One thing remains about me and "American Pie" that was prominent when I was younger; I still don't really have much of an idea what the song talks about and can only give the interpretation of a handful of lyrics. The song is well-known for its heavily ambiguous, cryptic lyrics, much of which have been open for analysis, debate, and interpretation for years, with McLean remaining courageously silent on his meanings behind the lyrics. Just like The Eagles' "Hotel California," it seems we'll never know the official meaning - just the heavily-analyzed meanings of bloggers like us.

In a broad sense, the song describes "The Day the Music Died," or February 3, 1959, where musicians Buddy Holly, Ritchie Vallens, and J.P. "The Big Bopper" Richardson were killed in a plane crash in Iowa. The crash left the United States and the music industry stunned, as three invaluable talents, one of them seventeen-years-old, were taken like that, forever leaving a scar on the rock and roll industry that was just gaining serious momentum in the late fifties.
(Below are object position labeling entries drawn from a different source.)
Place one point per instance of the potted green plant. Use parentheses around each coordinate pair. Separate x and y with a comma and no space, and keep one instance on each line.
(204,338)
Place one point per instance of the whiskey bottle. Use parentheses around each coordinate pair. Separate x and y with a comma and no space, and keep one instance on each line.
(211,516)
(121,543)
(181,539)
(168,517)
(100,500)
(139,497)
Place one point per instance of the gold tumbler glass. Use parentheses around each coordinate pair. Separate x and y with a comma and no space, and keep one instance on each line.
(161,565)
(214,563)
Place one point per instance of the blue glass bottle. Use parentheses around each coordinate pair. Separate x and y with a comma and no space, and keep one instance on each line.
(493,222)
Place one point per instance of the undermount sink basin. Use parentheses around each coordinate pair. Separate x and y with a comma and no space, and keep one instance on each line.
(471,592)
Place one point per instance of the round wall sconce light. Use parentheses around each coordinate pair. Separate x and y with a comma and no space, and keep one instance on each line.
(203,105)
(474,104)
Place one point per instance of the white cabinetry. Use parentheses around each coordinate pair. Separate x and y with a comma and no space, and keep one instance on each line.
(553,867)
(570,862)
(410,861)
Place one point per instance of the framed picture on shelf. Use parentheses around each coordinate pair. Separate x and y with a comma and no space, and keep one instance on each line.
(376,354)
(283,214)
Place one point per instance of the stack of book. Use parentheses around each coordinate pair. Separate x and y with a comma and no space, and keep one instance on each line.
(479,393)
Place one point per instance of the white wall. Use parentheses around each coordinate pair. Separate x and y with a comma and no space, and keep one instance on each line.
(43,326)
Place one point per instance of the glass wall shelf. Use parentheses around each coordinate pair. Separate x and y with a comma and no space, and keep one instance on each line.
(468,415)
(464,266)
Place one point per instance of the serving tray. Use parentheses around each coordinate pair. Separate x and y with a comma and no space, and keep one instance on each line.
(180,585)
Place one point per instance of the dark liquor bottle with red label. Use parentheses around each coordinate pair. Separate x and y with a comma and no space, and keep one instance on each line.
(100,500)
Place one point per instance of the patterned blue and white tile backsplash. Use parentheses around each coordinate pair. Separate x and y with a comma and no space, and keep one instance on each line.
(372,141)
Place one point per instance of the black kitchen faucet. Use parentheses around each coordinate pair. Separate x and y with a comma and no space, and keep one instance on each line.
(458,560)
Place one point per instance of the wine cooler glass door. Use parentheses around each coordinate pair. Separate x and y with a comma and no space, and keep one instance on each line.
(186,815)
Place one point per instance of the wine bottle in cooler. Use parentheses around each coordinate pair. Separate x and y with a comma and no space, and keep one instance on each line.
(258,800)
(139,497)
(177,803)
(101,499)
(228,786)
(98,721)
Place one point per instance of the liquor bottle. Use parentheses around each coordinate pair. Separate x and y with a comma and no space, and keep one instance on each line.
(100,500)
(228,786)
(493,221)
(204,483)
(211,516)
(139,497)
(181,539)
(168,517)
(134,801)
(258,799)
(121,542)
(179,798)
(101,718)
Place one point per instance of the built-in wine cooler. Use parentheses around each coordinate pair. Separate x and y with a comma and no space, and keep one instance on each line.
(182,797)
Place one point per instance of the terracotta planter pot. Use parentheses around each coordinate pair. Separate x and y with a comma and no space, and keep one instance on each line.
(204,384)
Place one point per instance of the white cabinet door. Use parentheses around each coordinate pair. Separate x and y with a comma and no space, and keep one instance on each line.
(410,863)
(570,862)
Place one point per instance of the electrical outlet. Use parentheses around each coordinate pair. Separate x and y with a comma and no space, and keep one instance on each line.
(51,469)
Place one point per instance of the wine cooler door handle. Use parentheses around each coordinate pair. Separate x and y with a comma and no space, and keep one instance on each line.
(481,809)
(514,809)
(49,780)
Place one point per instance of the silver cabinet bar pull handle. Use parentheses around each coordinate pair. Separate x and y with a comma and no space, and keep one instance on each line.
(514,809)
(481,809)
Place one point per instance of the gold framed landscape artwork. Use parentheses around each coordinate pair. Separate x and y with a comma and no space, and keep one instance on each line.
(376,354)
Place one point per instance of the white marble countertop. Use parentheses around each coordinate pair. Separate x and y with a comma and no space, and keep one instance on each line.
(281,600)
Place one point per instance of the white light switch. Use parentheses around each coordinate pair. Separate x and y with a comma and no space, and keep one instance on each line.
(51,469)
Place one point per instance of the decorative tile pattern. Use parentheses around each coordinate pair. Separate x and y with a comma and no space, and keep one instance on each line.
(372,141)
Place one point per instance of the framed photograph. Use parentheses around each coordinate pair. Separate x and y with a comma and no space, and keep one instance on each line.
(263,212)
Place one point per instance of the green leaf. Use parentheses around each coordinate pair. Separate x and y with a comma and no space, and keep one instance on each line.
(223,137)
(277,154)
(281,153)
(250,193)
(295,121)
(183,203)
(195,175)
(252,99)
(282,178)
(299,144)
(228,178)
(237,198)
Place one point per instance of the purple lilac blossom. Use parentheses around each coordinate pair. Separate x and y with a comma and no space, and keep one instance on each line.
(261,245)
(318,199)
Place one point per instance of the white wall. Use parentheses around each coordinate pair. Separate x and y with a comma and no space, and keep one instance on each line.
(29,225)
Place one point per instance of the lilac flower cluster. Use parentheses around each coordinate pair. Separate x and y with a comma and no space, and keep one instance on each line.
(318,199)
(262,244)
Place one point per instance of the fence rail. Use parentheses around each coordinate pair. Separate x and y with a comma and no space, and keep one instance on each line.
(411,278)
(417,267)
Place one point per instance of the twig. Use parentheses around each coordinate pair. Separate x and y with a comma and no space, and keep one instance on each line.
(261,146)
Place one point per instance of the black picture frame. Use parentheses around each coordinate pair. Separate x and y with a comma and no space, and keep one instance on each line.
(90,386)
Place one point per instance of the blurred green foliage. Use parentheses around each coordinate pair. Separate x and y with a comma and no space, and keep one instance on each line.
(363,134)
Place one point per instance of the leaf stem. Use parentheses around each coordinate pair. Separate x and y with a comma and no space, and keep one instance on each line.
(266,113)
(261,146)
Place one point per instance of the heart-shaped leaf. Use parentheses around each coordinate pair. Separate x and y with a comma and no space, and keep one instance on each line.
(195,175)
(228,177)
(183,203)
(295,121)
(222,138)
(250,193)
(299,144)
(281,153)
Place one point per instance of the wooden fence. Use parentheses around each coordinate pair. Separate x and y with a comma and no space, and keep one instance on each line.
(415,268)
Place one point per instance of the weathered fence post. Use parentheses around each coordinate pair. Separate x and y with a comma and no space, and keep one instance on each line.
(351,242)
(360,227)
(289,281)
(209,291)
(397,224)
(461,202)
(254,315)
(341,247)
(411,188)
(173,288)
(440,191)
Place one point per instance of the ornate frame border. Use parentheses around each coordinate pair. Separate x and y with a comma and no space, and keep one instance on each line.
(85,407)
McLean's "American Pie" has been the defining song of that incident, recounting the horrors and how "February made [him] shiver with every paper [he'd] deliver," and discusses other surrounding events that occurred around the time these three artists were killed. My favorite line is the one I quoted above, which can be open to just as much interpretation as any of the lines of the song. Breaking it down one by one, the reference to Lennon reading a book on Marx could go both ways; we could either be talking John Lennon, who was believed to be influenced by the German philosopher Karl Marx or Vladimir Lenin, a Russian philosopher who believed in Marx politics). I believe it's the latter because the followup line already concerns The Beatles by saying "the quartet practiced in the park." Finally, "we sang dirges in the dark" references sad songs or dark poetry, meaning, to fit the time period and the surrounding events, the narrator and his pals engaged in dark poetic exchanges.

Don McLean's "American Pie" really tests the idea of just what music is. Essentially, music is poetry with instrumentation, which is what "American Pie" proved with its vague lyricism. Whenever I put on the song now, I just bask in the complexity of it all and I remember when I was younger, doing the same thing. Not much has changed and there will always be the day the music died.